One incident was typical. On May 1, 1997, the American destroyer USS
Paul F. Foster
was steaming in the northern Gulf enforcing UN sanctions
against Iraq by interdicting oil smuggling. An Iranian fast boat suddenly appeared in the distance. The boat headed straight for the American warship, turning away at the last minute, speeding past the alarmed American sailors at less than fifty yards. While the ship’s captain did not open fire, Zinni worried that other skippers would show less restraint.

 

“This outward hostility by the Revolutionary Guard might cause a spark and ignite a conflict,” Zinni wrote in a message after the incident. “Eventually some captain would open fire on an Iranian boat—who might have intended to bump him—but the ship’s skipper doesn’t know that the Iranian boat isn’t packed with explosives. Then we have a serious problem.”
24
The State Department sent a warning through the Swiss to Tehran to rein in the guard, but it had no effect.

 

The Revolutionary Guard actions came from zealotry as much as national policies. Guard officers were expected to act with both initiative and aggressiveness. Those who showed these characteristics received promotions, and officers frequently pushed the envelope with the Americans. In the case of the
Paul F. Foster
, the likely cause was mammon. An irate Revolutionary Guard officer profiting from the illicit Iraqi trade objected to the U.S. warship interfering with his side business. However, the Iranian government encouraged these provocative actions, determined to maintain pressure on the U.S. military through harassment and terrorism.

 

Defense Secretary William Cohen ordered Zinni to develop a new military plan. “The goal of any military strike should be to impose such a steep cost that the Iranian regime will be loath to contemplate an attack on American personnel ever again,” Ken Pollack said in a talk before a Washington think tank, reflecting the administration’s views.
25
CENTCOM came back in the late summer with a hasty plan code-named Iron Lightning. American aircraft and cruise missiles would knock out key Revolutionary Guard bases, including their naval bases at Bandar Abbas and their headquarters in downtown Tehran. Zinni offered other options, including bombing Hezbollah targets in Lebanon.

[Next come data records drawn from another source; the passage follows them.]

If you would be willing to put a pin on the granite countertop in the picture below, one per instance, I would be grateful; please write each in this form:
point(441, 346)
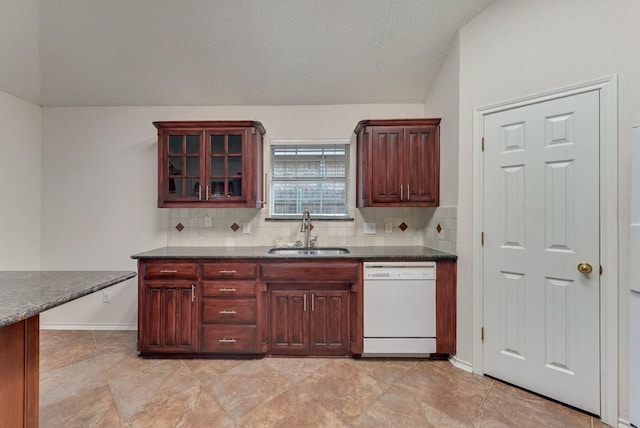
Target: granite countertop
point(361, 253)
point(24, 294)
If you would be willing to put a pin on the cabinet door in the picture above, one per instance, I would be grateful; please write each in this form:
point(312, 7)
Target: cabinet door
point(387, 164)
point(169, 317)
point(227, 153)
point(180, 166)
point(289, 326)
point(210, 164)
point(421, 172)
point(329, 322)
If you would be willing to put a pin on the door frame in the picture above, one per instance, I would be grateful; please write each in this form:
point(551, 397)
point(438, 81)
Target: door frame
point(607, 89)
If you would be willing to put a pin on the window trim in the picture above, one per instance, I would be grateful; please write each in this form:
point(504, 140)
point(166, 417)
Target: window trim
point(312, 142)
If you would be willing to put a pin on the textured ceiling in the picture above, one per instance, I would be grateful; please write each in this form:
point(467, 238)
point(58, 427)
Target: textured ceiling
point(251, 52)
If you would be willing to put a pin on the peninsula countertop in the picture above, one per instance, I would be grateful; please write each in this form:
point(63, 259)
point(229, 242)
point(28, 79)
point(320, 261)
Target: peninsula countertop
point(262, 252)
point(24, 294)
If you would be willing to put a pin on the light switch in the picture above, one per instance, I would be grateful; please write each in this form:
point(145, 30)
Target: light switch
point(369, 228)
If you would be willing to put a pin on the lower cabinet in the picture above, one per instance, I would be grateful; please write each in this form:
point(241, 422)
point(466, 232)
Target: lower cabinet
point(168, 321)
point(258, 307)
point(309, 322)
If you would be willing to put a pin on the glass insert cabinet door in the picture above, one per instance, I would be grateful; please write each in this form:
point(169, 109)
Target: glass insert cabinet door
point(183, 165)
point(210, 164)
point(225, 163)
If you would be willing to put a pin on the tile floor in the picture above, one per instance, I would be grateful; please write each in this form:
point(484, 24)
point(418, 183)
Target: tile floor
point(95, 379)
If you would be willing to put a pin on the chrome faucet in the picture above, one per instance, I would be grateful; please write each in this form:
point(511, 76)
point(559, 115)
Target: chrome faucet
point(306, 228)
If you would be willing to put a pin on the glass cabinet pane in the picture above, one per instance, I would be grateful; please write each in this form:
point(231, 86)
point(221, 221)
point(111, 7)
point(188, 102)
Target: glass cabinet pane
point(175, 144)
point(217, 145)
point(193, 144)
point(217, 166)
point(226, 165)
point(184, 165)
point(235, 165)
point(235, 144)
point(193, 166)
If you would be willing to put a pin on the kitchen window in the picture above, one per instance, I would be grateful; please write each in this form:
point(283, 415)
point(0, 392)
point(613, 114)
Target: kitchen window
point(311, 175)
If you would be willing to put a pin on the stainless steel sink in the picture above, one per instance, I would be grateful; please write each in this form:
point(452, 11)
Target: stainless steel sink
point(309, 251)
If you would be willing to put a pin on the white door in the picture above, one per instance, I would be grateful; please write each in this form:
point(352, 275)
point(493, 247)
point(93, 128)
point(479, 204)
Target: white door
point(541, 226)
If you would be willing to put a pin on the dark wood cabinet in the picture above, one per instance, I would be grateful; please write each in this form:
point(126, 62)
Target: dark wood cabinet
point(230, 308)
point(309, 322)
point(210, 164)
point(265, 306)
point(446, 298)
point(19, 373)
point(310, 307)
point(329, 322)
point(398, 163)
point(167, 307)
point(289, 321)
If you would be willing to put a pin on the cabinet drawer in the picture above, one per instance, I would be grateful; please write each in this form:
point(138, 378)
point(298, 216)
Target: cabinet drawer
point(228, 289)
point(309, 272)
point(171, 270)
point(231, 270)
point(228, 338)
point(229, 311)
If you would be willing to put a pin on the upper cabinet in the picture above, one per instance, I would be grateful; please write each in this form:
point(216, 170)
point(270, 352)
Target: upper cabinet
point(210, 164)
point(398, 163)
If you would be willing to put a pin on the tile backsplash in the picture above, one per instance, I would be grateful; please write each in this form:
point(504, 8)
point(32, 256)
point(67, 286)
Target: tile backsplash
point(247, 227)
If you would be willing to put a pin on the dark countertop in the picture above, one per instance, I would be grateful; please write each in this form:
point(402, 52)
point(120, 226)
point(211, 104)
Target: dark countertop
point(361, 253)
point(24, 294)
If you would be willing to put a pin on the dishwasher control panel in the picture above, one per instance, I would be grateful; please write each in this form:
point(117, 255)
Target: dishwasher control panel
point(399, 271)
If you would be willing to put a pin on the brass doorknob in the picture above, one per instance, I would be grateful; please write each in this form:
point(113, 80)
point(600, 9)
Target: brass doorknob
point(584, 268)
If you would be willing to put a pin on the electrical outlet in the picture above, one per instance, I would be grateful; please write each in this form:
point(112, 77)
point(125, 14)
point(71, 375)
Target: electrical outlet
point(369, 228)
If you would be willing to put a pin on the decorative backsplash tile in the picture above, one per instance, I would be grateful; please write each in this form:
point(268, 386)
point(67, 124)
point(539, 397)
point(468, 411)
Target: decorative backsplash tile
point(215, 227)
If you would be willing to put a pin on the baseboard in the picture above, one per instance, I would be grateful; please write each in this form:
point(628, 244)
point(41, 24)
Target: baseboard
point(53, 326)
point(462, 365)
point(624, 424)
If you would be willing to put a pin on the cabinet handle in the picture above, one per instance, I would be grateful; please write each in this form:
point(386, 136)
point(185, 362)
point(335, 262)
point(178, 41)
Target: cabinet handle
point(264, 191)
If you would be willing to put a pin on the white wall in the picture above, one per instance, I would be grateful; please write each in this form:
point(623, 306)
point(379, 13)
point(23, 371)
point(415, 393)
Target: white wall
point(20, 49)
point(517, 49)
point(20, 145)
point(100, 188)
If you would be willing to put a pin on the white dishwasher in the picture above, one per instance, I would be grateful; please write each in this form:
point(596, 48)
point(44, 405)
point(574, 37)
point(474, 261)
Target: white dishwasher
point(399, 309)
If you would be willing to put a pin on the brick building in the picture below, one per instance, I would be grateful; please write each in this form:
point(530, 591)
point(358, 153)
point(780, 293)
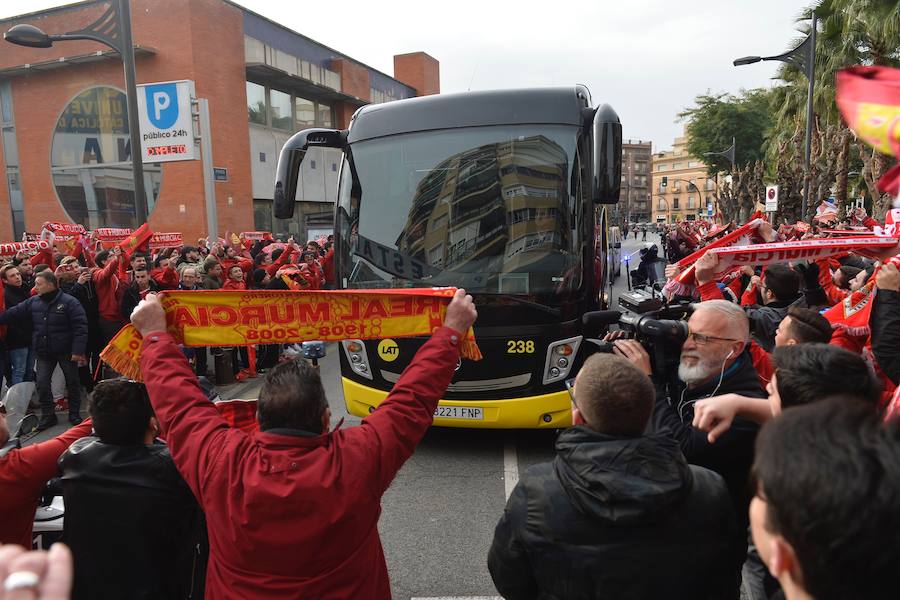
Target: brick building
point(634, 194)
point(688, 191)
point(64, 126)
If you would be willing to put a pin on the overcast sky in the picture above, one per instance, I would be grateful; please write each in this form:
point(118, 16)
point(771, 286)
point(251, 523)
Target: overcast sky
point(647, 58)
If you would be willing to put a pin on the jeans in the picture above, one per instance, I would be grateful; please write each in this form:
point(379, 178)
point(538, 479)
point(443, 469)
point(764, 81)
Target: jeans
point(45, 366)
point(18, 361)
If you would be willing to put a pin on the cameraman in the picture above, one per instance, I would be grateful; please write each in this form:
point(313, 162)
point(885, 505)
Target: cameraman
point(714, 361)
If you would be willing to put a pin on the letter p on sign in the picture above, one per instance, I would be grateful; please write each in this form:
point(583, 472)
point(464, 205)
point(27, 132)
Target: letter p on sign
point(161, 101)
point(162, 104)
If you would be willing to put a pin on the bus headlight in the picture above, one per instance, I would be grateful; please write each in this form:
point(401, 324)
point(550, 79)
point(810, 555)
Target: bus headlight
point(560, 355)
point(355, 351)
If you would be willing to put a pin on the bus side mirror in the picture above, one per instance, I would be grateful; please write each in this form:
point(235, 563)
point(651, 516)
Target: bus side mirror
point(289, 160)
point(607, 156)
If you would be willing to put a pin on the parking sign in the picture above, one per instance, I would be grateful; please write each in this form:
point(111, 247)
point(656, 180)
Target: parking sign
point(167, 129)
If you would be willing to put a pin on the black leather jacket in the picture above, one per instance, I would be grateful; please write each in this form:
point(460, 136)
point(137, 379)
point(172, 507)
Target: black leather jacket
point(731, 456)
point(134, 527)
point(617, 518)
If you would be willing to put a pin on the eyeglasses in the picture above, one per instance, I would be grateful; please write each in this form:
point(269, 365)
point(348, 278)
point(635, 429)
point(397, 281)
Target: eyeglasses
point(702, 340)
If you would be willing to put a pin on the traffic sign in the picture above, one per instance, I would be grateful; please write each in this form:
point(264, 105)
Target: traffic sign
point(167, 128)
point(771, 198)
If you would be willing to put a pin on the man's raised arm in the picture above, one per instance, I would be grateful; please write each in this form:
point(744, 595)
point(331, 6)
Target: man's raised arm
point(401, 421)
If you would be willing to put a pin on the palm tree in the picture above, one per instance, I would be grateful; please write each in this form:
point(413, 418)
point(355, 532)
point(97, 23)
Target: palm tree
point(850, 32)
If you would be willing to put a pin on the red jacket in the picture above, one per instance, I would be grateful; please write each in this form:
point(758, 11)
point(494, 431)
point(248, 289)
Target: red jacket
point(166, 279)
point(291, 514)
point(23, 474)
point(109, 297)
point(328, 266)
point(833, 293)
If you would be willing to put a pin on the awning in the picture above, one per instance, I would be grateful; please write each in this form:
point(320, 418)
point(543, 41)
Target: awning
point(71, 61)
point(282, 80)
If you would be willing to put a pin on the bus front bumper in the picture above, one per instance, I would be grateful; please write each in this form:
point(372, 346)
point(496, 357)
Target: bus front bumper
point(547, 411)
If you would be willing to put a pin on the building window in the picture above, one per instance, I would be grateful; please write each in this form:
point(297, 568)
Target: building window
point(262, 215)
point(90, 161)
point(256, 103)
point(280, 107)
point(304, 113)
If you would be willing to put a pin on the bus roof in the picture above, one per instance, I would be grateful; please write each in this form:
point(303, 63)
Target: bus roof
point(558, 106)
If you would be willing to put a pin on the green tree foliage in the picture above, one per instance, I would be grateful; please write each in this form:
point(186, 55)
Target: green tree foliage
point(769, 125)
point(717, 118)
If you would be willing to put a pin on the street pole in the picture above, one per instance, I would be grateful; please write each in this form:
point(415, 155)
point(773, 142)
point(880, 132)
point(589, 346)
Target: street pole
point(134, 129)
point(810, 73)
point(209, 184)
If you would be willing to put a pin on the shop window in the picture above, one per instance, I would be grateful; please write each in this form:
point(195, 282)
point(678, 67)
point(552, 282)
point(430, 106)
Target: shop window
point(324, 118)
point(90, 161)
point(304, 113)
point(280, 107)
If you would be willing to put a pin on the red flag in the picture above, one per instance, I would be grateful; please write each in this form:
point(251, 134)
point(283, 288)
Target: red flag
point(137, 240)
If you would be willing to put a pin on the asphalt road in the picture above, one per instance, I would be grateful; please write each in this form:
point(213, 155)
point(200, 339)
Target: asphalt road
point(438, 516)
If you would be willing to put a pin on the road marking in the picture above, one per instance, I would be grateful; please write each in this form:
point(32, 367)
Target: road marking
point(510, 464)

Iron Lightning would be quick and punishing, he told the secretary.

 

In late 1997, Zinni began a new war plan for Iran. Unlike Iron Lightning, which had been hastily conceived in response to Iranian terrorism, this new Iranian plan required two years of intensive work to complete. Zinni’s plan would take the conflict with Iran to its logical conclusion: overthrowing the Islamic Republic.

 

“Gentlemen, we are going to assume that Iran responds with all of its capabilities,” he told the small, close-hold staff charged with the Iranian war plan. “I want you to take it full circle—from the start of a conflict to what it would take for regime change.”

 

Several months later, Zinni flew up to Washington to brief his preliminary findings in the Tank. “There was sticker shock,” he said, recalling the reactions of Secretary Cohen and the Joint Chiefs. “They thought it would be like Iraq, where we could take down the regime in nineteen days. This was far from the case with Iran.”
26

 

Ironically, the United States faced many of the same natural obstacles that CENTCOM had hoped to use a decade earlier to thwart a Soviet invasion. U.S. forces would have to advance across the formidable Zagros Mountains along the same narrow roads, tunnels, and bridges that General Robert Kingston had intended to use to beat the Red Army.

 

Zinni predicted the Persian population would unite behind their government, making a protracted military campaign unavoidable. The war would spread throughout the Persian Gulf. Iran would strike at the Gulf Arabs providing bases for Americans. There would be massive protests in the Arab streets, destabilizing these same pro-American countries. “You can’t underestimate the propaganda value of another attack on an Islamic country,” Zinni said in a 2010 interview.